Im Verlauf dieser Zerstörung, die vom Ritter von Scharnhorst 1829 berichtet wurde, wuchs die Sorge um den Baubestand auf der Insel. Eine französische Expedition nahm im Jahr 1829 die Baudenkmäler der Insel systematisch auf und beschrieb auch die Reste des Apollontempels. Weitere Beschreibungen stammen von Ludwig Ross (August 1832), Leo von Klenze (Sommer 1834) und Edmond About (1852). Eine systematische Ausgrabung des Tempels geschah erst 1894 durch Valerios Stais. Sie wurde ab 1904 von Adolf Furtwängler im Auftrag der Bayerischen Akademie der Wissenschaften fortgesetzt und nach seinem Tod 1907 unterbrochen.
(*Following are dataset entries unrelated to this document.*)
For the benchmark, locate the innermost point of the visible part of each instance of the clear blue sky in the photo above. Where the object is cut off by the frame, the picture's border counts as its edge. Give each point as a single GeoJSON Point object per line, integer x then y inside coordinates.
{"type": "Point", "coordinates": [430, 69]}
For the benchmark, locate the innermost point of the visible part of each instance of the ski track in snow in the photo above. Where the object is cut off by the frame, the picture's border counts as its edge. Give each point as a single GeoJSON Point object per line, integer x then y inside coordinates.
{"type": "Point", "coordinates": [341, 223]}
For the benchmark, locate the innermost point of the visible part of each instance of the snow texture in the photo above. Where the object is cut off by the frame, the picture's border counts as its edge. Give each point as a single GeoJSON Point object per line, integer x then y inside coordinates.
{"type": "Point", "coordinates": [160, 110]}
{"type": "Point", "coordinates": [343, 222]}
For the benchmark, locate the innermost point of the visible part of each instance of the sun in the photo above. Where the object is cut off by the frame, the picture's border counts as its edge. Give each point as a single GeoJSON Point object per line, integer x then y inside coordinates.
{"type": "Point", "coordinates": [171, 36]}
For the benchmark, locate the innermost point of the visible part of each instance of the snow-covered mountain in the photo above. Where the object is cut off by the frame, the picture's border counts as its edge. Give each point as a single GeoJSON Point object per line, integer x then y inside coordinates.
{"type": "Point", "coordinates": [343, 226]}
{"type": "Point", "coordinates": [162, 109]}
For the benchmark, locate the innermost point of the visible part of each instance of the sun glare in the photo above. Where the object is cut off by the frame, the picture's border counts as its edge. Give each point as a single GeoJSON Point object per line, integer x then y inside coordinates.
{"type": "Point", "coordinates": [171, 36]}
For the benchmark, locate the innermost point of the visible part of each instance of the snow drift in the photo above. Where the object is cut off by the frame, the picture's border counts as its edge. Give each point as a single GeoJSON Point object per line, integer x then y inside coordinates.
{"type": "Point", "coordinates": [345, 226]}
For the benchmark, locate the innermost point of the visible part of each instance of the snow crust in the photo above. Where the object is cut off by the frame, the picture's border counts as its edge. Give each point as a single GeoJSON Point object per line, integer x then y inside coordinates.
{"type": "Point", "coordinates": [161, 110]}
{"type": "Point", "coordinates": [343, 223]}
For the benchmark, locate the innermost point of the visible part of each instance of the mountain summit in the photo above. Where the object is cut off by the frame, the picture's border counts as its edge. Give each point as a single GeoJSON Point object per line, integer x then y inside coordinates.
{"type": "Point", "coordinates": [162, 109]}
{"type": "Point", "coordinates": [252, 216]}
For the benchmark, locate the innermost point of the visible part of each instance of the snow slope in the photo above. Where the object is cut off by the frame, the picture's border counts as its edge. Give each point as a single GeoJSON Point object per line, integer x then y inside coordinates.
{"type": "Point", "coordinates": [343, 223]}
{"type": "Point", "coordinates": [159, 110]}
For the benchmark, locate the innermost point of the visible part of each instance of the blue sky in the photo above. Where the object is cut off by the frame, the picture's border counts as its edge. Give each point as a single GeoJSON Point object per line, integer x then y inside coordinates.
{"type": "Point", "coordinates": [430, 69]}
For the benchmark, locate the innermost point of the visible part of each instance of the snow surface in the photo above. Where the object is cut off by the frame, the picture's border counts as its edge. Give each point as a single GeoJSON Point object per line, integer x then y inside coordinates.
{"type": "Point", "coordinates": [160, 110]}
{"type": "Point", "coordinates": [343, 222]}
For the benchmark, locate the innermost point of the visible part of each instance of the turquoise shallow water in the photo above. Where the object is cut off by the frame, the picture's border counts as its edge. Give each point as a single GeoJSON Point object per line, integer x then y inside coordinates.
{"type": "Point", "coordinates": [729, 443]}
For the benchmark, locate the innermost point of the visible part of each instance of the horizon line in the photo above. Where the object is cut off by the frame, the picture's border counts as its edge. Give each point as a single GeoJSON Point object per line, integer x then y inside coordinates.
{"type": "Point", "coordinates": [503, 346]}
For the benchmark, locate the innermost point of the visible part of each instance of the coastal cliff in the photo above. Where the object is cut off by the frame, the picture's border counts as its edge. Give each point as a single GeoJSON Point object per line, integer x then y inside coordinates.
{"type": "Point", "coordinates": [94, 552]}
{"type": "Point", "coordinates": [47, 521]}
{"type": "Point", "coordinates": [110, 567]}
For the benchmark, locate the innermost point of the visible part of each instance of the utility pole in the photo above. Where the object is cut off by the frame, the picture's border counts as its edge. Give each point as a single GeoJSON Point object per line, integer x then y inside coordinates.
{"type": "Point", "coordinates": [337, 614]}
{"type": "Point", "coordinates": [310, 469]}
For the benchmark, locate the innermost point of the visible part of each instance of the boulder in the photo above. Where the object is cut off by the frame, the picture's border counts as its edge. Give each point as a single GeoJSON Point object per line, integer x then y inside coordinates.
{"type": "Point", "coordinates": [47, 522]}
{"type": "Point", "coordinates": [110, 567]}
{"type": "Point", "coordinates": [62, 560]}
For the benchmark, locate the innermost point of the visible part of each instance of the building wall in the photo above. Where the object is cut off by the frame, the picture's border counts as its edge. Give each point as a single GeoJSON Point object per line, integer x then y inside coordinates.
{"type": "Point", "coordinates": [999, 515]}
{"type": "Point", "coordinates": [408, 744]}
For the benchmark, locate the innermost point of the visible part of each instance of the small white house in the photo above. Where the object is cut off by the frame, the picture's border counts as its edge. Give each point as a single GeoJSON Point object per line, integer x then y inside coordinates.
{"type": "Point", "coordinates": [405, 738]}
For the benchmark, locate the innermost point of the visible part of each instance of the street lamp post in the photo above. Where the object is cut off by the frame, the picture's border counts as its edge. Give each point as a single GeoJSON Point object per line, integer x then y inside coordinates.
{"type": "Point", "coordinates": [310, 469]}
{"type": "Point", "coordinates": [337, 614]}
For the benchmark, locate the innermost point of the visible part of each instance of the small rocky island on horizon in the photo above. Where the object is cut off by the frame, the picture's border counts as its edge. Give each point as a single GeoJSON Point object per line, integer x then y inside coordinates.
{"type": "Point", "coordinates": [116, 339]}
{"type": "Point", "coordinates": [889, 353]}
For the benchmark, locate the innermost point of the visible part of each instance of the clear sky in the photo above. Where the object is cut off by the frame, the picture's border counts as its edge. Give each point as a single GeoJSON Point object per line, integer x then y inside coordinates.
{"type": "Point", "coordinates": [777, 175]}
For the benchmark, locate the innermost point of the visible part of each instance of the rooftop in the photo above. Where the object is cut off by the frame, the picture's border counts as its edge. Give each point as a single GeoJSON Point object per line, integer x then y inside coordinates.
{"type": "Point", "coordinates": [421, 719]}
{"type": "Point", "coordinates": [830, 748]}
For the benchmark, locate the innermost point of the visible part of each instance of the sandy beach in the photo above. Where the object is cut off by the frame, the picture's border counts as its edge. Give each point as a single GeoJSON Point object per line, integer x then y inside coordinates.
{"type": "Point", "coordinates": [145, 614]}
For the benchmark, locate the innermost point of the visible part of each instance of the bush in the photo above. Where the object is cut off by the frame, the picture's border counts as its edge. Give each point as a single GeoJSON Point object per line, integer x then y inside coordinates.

Erst 1924 nahmen Paul Wolters und Gabriel Welter die Grabungen wieder auf. Welter richtete sich auf Ägina häuslich ein und führte Forschungen durch (1938 publiziert), in denen er auch die Weihe des Tempels für den Stadtgott Apollon nachwies. Nach dem Zweiten Weltkrieg lag die Forschung lange Zeit brach, ehe die Bayerische Akademie der Wissenschaften 1966 Hans Walter zum Vorsitzenden der Ägina-Kommission ernannte. Sein Team führte umfangreiche Grabungen im Bereich der Ruine durch, die eine weitgehende Rekonstruktion der ursprünglichen Gestalt erlaubten. Die Ergebnisse dieser Grabungen wurden 1974 von Wolfgang Wurster publiziert. Hier wurde auch der abschließende Beweis für die Zuschreibung zum Gott Apollon geliefert.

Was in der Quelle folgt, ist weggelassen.